The LMQ-3 consists of 41 self-administered items for patients, rated on a five-point Likert scale from 'strongly agree' to 'strongly disagree', and grouped into eight domains. The scores within each domain generate a total score, where higher scores indicate a greater medication burden [19]. Additionally, the LMQ-3 includes a visual analogue scale allowing patients to rate their overall perceived medication burden from 'no burden at all' to 'extremely burdensome' [19]. The LMQ-3 was selected for this study due to its use in evaluating other interventions for older adults with polypharmacy [20] and its adaptation for the New Zealand population [21].
To gather patient perspectives, the researcher (LL) conducted interviews with patients at the clinic or their homes following each medication review. 8 Weeks after each medication review, a follow-up interview was conducted to gather patients' perceptions of the intervention's outcomes. A semi-structured interview guide was developed based on Beyene et al.'s research [22]. See Online Resource 2 for the interview questions.

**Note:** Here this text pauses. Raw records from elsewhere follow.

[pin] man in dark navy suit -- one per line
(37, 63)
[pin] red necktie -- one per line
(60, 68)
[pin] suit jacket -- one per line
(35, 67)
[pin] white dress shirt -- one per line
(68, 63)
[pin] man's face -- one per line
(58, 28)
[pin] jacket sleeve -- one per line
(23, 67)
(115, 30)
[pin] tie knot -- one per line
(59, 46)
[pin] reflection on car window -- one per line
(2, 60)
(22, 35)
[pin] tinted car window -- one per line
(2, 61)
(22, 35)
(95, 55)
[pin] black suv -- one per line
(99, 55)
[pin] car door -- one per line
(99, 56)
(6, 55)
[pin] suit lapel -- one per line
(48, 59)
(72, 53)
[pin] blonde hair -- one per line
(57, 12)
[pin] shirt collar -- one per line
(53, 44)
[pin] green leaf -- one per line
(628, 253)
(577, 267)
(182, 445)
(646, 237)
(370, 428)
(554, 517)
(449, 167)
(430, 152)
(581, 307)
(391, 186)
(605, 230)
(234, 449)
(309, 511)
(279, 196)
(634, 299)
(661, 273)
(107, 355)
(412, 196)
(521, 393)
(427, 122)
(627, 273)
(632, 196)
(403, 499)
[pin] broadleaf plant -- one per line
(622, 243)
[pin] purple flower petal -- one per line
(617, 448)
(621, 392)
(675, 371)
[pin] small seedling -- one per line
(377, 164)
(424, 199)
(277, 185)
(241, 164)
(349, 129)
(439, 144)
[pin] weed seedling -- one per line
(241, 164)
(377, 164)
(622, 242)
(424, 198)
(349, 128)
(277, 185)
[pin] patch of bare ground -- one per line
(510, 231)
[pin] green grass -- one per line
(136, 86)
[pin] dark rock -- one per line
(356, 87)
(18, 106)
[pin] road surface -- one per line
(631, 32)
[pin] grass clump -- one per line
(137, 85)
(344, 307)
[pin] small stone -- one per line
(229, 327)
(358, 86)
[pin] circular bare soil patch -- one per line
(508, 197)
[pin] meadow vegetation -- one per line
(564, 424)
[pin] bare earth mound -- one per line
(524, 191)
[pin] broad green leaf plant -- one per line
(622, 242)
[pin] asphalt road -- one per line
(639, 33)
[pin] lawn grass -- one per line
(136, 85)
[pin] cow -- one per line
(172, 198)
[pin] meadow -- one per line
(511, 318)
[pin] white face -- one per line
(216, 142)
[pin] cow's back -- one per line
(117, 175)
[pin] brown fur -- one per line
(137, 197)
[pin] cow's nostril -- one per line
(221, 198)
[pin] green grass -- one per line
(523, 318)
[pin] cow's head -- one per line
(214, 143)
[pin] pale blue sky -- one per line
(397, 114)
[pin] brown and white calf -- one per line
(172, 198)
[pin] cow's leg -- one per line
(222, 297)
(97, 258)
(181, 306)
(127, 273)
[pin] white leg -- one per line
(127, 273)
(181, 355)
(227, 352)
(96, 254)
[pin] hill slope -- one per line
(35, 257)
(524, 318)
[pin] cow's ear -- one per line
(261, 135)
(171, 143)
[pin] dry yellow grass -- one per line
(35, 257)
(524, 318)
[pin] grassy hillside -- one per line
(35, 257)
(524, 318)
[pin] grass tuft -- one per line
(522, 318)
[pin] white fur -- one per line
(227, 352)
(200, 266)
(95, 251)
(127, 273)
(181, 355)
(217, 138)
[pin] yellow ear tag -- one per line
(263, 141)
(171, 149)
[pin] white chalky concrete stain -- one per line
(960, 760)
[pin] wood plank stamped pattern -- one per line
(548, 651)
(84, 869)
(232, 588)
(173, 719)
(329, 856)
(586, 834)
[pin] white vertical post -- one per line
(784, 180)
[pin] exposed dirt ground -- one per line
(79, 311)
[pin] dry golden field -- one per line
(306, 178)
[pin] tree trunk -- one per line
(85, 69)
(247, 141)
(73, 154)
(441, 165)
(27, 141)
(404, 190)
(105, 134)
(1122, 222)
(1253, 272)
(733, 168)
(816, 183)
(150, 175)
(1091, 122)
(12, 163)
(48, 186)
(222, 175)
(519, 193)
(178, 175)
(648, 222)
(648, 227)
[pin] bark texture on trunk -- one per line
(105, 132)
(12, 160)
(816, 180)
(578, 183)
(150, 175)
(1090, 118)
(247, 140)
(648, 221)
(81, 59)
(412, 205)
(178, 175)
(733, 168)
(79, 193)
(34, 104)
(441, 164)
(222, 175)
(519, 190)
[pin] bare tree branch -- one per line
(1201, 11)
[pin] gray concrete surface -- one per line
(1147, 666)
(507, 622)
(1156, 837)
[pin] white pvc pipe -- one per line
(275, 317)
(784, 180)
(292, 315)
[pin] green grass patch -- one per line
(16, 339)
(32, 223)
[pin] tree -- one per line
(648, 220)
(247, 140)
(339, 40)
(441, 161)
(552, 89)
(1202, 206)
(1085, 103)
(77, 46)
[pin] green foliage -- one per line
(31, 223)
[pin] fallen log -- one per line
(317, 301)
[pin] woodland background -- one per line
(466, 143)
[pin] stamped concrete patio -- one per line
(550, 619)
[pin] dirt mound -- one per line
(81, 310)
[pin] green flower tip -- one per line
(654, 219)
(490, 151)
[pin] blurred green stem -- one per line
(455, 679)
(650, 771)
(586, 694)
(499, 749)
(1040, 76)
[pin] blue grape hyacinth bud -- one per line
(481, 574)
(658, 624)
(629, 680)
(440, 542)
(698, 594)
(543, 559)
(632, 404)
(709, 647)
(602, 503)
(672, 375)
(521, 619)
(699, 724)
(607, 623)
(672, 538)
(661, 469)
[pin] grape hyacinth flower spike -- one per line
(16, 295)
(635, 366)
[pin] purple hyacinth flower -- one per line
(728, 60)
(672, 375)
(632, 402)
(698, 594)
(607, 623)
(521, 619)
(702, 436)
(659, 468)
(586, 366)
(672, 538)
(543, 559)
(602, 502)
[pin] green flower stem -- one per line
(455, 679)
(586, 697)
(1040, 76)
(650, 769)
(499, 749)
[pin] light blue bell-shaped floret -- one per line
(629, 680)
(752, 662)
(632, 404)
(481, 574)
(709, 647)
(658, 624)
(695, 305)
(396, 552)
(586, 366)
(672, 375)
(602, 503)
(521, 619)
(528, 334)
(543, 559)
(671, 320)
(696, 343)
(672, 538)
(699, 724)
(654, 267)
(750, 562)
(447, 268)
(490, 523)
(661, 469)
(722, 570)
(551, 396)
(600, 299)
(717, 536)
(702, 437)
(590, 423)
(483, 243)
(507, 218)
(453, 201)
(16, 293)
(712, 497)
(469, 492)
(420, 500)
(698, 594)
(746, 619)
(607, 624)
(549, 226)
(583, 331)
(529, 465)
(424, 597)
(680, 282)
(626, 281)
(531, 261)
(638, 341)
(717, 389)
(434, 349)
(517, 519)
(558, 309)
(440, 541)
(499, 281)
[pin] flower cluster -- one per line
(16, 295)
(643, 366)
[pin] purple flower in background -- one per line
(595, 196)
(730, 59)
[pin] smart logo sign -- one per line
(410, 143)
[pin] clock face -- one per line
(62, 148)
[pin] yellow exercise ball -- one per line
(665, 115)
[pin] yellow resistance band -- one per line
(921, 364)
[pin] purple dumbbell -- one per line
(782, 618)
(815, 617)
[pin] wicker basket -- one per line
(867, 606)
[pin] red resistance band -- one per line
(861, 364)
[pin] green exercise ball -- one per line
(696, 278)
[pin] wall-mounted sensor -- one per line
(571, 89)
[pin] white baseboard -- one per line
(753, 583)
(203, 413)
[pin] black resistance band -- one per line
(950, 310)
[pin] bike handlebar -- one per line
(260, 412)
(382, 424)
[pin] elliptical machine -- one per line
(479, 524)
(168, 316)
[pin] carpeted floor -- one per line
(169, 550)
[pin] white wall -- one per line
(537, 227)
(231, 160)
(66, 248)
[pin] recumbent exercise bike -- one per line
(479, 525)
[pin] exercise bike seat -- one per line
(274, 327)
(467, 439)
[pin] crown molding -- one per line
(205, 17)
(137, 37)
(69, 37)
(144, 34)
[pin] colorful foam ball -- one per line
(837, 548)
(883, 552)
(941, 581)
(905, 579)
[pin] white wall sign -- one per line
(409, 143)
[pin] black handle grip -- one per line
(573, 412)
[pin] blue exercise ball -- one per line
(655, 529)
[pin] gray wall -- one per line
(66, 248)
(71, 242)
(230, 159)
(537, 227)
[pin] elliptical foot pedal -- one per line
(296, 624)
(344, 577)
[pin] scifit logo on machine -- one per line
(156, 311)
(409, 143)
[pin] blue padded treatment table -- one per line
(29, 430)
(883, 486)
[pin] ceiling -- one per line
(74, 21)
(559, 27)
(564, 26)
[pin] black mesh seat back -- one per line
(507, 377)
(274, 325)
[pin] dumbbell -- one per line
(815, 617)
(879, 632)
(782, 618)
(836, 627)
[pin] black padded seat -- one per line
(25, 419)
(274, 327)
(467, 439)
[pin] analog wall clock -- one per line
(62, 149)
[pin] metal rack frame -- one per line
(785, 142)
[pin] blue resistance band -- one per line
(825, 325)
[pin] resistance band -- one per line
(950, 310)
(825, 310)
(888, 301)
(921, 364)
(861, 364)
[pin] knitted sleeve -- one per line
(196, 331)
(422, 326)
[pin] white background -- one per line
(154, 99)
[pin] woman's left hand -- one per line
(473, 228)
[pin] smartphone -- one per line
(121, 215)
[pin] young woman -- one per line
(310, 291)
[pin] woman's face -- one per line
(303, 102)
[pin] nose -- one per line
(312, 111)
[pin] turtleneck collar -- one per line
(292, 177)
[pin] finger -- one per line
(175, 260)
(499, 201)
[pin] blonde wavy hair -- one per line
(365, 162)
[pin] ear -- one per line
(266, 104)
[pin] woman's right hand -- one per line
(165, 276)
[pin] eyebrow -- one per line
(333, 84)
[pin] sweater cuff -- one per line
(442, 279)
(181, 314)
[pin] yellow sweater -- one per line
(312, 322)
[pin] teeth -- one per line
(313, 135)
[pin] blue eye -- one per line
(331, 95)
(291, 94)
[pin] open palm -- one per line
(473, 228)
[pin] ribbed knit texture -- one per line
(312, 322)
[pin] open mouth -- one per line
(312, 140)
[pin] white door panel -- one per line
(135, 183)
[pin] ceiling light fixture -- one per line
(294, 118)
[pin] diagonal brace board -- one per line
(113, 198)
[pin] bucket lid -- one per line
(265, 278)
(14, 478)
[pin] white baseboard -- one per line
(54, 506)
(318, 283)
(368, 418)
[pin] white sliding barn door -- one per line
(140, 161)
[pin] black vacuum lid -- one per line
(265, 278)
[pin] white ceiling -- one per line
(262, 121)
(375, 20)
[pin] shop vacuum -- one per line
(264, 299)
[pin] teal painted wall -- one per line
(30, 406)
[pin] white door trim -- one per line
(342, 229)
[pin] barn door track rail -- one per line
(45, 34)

To gather clinician perspectives, 8 weeks after completing the medication reviews, the clinic's general practitioners anonymously completed the Attitudes Towards Collaboration Instruments for General Practitioners questionnaire [23]. The questionnaire consists of 13 self-administered items, scored using a five-point Likert scale, where higher score reflect more positive attitudes towards pharmacist collaboration [23].
Anzeige
Data analysis
Quantitative data were analysed to assess the study's progression criteria, which determined whether to proceed to a full-scale trial of the intervention (see Table 2). The criteria were developed based on research by Rankin et al. and Avery et al. [24, 25]. Qualitative data were analysed using thematic analysis to explore patient perspectives, following guidelines from Nowell et al. [26]. See Online Resource 3 for the thematic analysis protocol.
Table 2
Study progression criteria
Assessment measure
Stop
Amend
Go
Patient recruitment
≤ Four patients recruited in the 4-week recruitment period
Five to seven patients recruited in the 4-week recruitment period
≥ Eight patients recruited in the 4-week recruitment period
Patient retention rate
≤ 49.0% of patients retained at 8-week follow-up
50.0%–79.0% of patients retained at 8-week follow-up
≥ 80.0% of patients retained at 8-week follow-up
Patient adherence to the study protocol
≤ 49.0% of patients completed the medication review and LMQ-3 in its entirety
50.0–79.0% of patients completed the medication review and LMQ-3 in their entirety
≥ 80.0% of patients completed the medication review and LMQ-3 in their entirety
Description
Stop
A full-scale trial is not feasible if one or more assessment measures meets the 'Stop' criteria
Amend
A full-scale trial is feasible with modifications to the protocol if the assessment measures meet the 'Amend' criteria
Go
A full-scale trial is feasible without modifying the protocol or amendments to the protocol if the assessment measures meet the 'Go' criteria
LMQ-3, Living with medicines questionnaire version 3
Results
Quantitative results
During the May-to-June 2021 recruitment period, the clinic's enrolled population was 2,259 patients, with 215 patients aged 65 years or older. After PolyScan screening, 23 potentially eligible patients were referred by the clinic to the study (see Fig. 2). Of the 23 patients, 15 met the inclusion criteria, while eight were excluded. Reasons for exclusion included patients unenrollment from the clinic (n = 4), incapacity of independent informed consent (n = 3), and patient death (n = 1).
Fig. 2
Summary flowchart of patient recruitment
×
Of the 15 eligible referred patients who met the inclusion criteria, ten agreed to participate, while five were excluded. The reasons for exclusion included inability to be contacted (n = 4) or declining due to other commitments (n = 1). One patient withdrew from the study before the 8-week follow-up due to illness. The patient retention rate was 90 percent.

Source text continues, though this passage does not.